USGBC's post-Katrina progress
Five years after Hurricane Katrina devastated New Orleans, the U.S. Green Building Council looks back at how green building has helped the city's recovery process.
Wed, Aug 25 2010 at 8:17 PM
On Aug. 29, 2005, Hurricane Katrina
made landfall, and the Gulf Coast region was forever changed. Although the city of New Orleans survived Katrina relatively intact, the levee breaks that came soon after basically devastated the city. As the five-year anniversary of Katrina approaches, the U.S. Green Building Council (USGBC) looks back at how green building
has helped the city’s recovery process.
The USGBC has had a hand in a variety of green building projects and goals including:
- The Make It Right LEED Platinum community
- A goal that all public schools be built to at least LEED Silver certification standards
- A plan for four LEED Platinum homes in the Broadmoor neighborhood
- Green building training programs to help residents of New Orleans prepare for the green economy
These are just a few examples of how the USGBC has partnered with organizations and government entities in New Orleans to help the city bounce back from the flooding that wreaked havoc on the community.

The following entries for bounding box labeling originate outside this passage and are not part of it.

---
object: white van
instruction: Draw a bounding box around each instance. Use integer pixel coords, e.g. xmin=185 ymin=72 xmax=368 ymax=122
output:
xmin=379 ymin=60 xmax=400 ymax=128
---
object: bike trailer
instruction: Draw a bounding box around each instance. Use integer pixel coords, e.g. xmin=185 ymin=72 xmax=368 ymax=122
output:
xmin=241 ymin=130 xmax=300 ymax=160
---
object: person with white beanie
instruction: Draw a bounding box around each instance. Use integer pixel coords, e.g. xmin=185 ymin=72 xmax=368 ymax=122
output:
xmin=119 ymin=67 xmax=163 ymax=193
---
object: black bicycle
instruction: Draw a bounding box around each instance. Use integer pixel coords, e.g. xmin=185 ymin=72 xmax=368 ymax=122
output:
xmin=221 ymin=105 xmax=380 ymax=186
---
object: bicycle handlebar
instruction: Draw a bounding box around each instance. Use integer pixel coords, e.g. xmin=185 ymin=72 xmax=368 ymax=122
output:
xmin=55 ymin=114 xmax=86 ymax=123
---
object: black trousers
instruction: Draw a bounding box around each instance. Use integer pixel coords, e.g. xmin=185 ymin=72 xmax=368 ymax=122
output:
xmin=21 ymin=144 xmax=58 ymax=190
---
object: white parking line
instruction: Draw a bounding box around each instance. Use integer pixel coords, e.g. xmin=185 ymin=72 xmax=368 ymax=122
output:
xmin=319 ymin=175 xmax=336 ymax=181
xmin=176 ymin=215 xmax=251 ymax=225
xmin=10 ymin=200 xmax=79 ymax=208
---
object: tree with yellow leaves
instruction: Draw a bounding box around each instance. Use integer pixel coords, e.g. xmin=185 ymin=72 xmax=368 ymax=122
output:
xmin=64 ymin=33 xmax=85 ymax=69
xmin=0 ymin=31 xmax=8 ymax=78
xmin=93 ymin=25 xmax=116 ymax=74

The commitment to greener schools is already paying dividends. The first new green school opened last August and students at the school posted a double-digit increase in test scores. This was in one school year alone. The students, teachers and staff have shown first-hand that a green school is not just good for the environment but it provides a better learning environment for students. The better the learning (and teaching) environment, the more students can learn. These test scores have shown what a big difference a green school can make in just a short period of time.